The new bosses never did anything for the employees, never let us go home early. They thought yelling and making veiled threats to fire people was a good management tool, and in the process, they ran off employees who'd worked in the office for over five years. Now faced with too few employees to do the job, they sweetened up their attitudes, but you can still see deceit and contempt behind their eyes.

And I don't like my new co-workers either. They range from clingy weirdos with a tendency to sit and stare at me for several minutes before they'll tell me what the hell they're doing in my office to sunny and thoroughly unrealistic optimists who like handing out the bullshit about letting a smile be your umbrella.

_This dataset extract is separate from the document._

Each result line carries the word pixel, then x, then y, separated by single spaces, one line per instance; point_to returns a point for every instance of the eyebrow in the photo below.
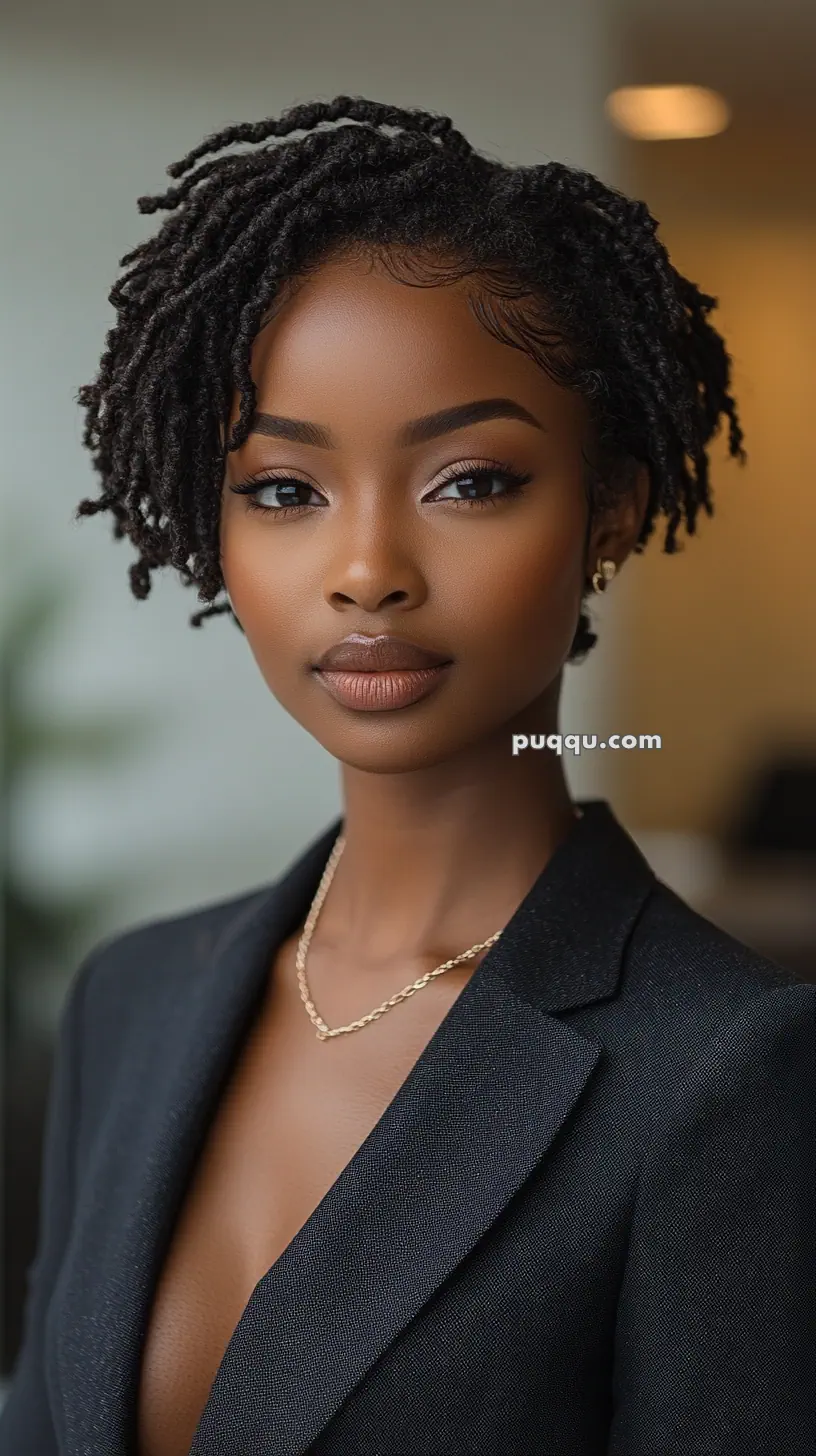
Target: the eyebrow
pixel 429 427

So I'm overworked, with major projects due at the end of the month and additional projects being piled on every morning. There's no way I'll finish on time. The bosses refuse to do any work more strenuous than attending meetings and schmoozing with the higher-ups.

I feel so tired when I come home that I can't work up the energy to do any writing. There's just sitting in front of the TV or playing computer games. Not writing stuff for E2 or other fun writing projects makes ol' Jet-Poop feel like a goddamn shit, like a loser who shouldn't bother getting out of bed in the morning, like a used-up piece of crap that don't have anything to look forward to in the long run but a cheap hole in the ground.

I despise my job, and I'd love to dump it by the wayside and move onto a better position.

I have an interview for a job this Friday. It's with a computer gaming company. Some of my job duties would involve writing fiction. And not the usual "Oh, here's why Professor So-and-So's project is important for the whole world and not just his resume" crap. Writing short fiction for a computer game's website. The pay would be an improvement, and the job would be in Austin, which everyone tells me is a wonderful place to live.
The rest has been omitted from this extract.